炭黑颗粒及氟粒子辅助法合成多级结构MCM-22分子筛及其催化性能

doi:10.1016/S1872-2067(12)60711-6

催化学报 ›› 2014, Vol. 35 ›› Issue (1): 49-57.DOI: 10.1016/S1872-2067(12)60711-6

炭黑颗粒及氟粒子辅助法合成多级结构MCM-22分子筛及其催化性能

杨建华, 初筠, 王金渠, 殷德宏, 鲁金明, 张艳

大连理工大学精细化工国家重点实验室, 吸附与无机膜研究所, 辽宁大连 116024

收稿日期:2013-06-28 修回日期:2013-09-04 出版日期:2013-12-23 发布日期:2014-01-17
通讯作者: 杨建华
基金资助:
国家科技支撑计划（2006BAE02B05）；国家自然科学基金（21076029）；新世纪优秀人才支持计划（NCET-10-0286）

Synthesis and catalytic performance of hierarchical MCM-22 zeolite aggregates with the assistance of carbon particles and fluoride ions

Jianhua Yang, Jun Chu, Jinqu Wang, Dehong Yin, Jinming Lu, Yan Zhang

State Key Laboratory of Fine Chemicals, Institute of Adsorption and Inorganic Membranes, School of Chemical Engineering, Dalian University of Technology, Dalian 116024, Liaoning, China

Received:2013-06-28 Revised:2013-09-04 Online:2013-12-23 Published:2014-01-17
Contact: Jianhua Yang
Supported by:
This work was supported by the National Key Technology R&D Program (2006BAE02B05), the National Natural Science Foundation of China (21076029), and the Program for New Century Excellent Talents in University (NCET-10-0286).

摘要/Abstract

摘要：

以碳黑为第二模板剂在氟离子体系中一步水热合成了多级结构MCM-22分子筛组装体（简称为MCM-22-FC）。考察了碳黑和氟离子对MCM-22分子筛形貌和催化性能的影响。MCM-22-FC分子筛是由大量片状晶体交错生长形成的组装体结构，其中MCM-22的片层结构更薄，在其固有的微孔中存在的晶间孔呈现大孔和介孔的特征。MCM-22-FC负载Mo后得到的Mo/MCM-22-FC催化剂在甲烷无氧芳构化反应（MDA）中提高了苯收率和芳烃选择性，并且提高了催化剂的寿命。通过氨气程序升温脱附（NH₃-TPD）表征，吡啶红外（Py-IR）表征，结合热重（TG）分析，得出的结论是Mo/MCM-22-FC在MDA中优越的催化性能是由于氟离子进入到分子筛骨架当中，形成具有拉电子效应的结构单元，从而提高了分子筛的Brönsted酸量，较多的Brönsted酸性位将更多的Mo物种迁移至分子筛孔道内部，形成更多的MoC_x或MoO_xC_y活性物种以及更有利于大分子产物扩散的MCM-22薄片层的结构。少量过剩的Brönsted酸性位在成型后保留在Mo/HMCM-22-FC催化剂活性中心抑制了积碳的形成，也有助于改善芳烃的选择性。

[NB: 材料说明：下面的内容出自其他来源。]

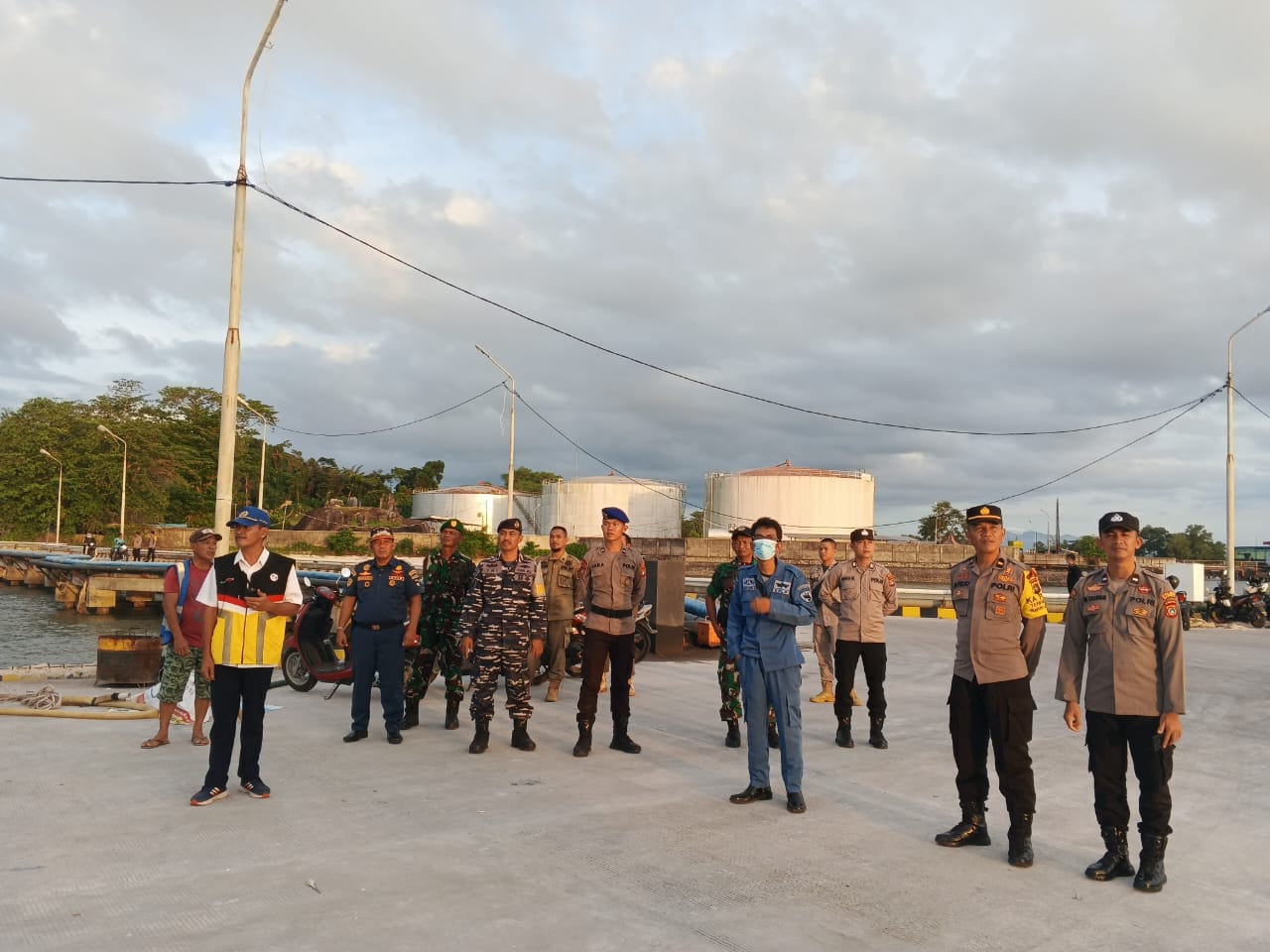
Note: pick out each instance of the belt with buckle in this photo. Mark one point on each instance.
(612, 612)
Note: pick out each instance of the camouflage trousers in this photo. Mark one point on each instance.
(509, 657)
(729, 689)
(422, 662)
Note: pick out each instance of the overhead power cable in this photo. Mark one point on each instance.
(677, 375)
(395, 426)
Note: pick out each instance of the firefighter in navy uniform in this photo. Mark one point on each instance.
(504, 612)
(1128, 624)
(381, 603)
(612, 574)
(1000, 629)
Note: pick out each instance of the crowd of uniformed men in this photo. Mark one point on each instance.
(402, 624)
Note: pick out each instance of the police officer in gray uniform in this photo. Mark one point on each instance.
(1000, 627)
(1128, 624)
(504, 612)
(612, 585)
(861, 593)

关键词: 甲烷芳构化, MCM-22分子筛, 多级孔道, 氟路线, 催化性能

Abstract:

Hierarchical MCM-22 zeolite aggregates (MCM-22-FC) were prepared by one-pot hydrothermal synthesis with the assistance of carbon particles and fluoride ions. The effects of carbon particles and fluoride ions on the morphology and catalytic properties of the MCM-22 zeolite were investigated. The hierarchical MCM-22-FC zeolite aggregates were constructed by intergrown and stacked thin MCM-22 lamellas and possessed macro-/mesopores and inherent micropores. The MCM-22-FC zeolite was modified to form the Mo/MCM-22-FC catalyst, which exhibited an improved benzene yield and aromatic selectivity as well as catalyst life in the methane dehydroaromatization (MDA) reaction. Based on NH₃-TPD and pyridine-Fourier transform infrared spectroscopy measurements together with thermogravimetric analysis, we found that the improved MDA catalytic performance of Mo/MCM-22-FC resulted from the formation of more active MoC_x or MoO_xC_y species that evolved from increased amounts of Brönsted acids with the assistance of fluoride ions. This promoted the diffusion of large molecule products because of the thin MCM-22 lamellas. Less excess Brönsted acid sites were retained in the Mo/HMCM-22-FC catalyst because the formation of active centers inhibited the formation of coke, which contributed to its improved aromatic selectivity.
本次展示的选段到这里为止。